Prove $3(x+y)(x+z)(y+z)\neq a$ cubic when $x,y,z$ are different co-primal positive integers

Question

Prove $3(x+y)(x+z)(y+z)\neq a$ cubic when $x,y,z$ are different co-primal positive integers.

I believe you can look at the prime factors of $x,y$ and $z$. As for the equation to equal a cubic, the prime factors must all be present in multiples of $3$'s.

Answer 1

What you're asking to prove is not always true. One specific counter-example, among infinitely many, is

$$x = 19 \tag{1}\label{eq1A}$$

$$y = 324 = 2^2 \times 3^4 \tag{2}\label{eq2A}$$

$$z = 4\text{,}589 = 13 \times 353 \tag{3}\label{eq3A}$$

These are all distinct, co-primal positive integers.
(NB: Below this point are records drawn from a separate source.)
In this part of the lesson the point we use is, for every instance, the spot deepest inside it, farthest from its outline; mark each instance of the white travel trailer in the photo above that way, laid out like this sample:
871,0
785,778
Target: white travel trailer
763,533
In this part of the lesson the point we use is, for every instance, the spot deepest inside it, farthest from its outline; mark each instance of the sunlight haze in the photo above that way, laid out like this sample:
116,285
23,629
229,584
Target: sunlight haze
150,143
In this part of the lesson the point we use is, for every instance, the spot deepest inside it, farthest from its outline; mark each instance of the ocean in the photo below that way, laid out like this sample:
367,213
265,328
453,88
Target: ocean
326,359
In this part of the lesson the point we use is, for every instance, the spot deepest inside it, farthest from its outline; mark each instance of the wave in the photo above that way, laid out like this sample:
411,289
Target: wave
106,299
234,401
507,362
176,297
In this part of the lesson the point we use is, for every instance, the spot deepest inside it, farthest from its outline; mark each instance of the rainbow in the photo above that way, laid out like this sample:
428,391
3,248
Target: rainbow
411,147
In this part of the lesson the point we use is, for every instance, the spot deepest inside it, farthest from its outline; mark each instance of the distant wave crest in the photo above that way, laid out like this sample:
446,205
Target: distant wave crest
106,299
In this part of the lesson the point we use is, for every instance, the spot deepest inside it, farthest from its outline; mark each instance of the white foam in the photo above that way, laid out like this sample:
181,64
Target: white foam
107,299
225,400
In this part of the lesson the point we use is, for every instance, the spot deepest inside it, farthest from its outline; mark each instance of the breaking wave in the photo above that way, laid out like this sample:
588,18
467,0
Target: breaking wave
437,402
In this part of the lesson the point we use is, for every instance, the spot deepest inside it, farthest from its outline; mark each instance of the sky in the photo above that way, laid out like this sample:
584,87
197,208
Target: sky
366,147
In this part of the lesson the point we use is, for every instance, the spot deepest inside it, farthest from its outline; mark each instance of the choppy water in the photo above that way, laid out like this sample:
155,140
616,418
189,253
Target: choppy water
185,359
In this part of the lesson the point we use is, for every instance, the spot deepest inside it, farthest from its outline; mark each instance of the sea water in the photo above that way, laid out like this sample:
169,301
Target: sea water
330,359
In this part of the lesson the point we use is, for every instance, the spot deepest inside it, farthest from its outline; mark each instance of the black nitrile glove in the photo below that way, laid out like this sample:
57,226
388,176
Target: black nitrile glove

You next have

$$x + y = 343 = 7^3 \tag{4}\label{eq4A}$$

$$x + z = 4\text{,}608 = 3^2 \times 2^9 \tag{5}\label{eq5A}$$

$$y + z = 4\text{,}913 = 17^3 \tag{6}\label{eq6A}$$

This gives

$$\begin{equation}\begin{aligned} 3(x + y)(x + z)(y + z) & = 3(343)(4\text{,}608)(4\text{,}913) \\ & = 3(7^3 \times (3^2 \times 2^9) \times 17^3) \\ & = (2^3)^3 \times 3^3 \times 7^3 \times 17^3 \\ & = (8 \times 3 \times 7 \times 17)^3 \\ & = (2\text{,}856)^3 \end{aligned}\end{equation}\tag{7}\label{eq7A}$$

Are there perhaps some other required conditions which were not mentioned?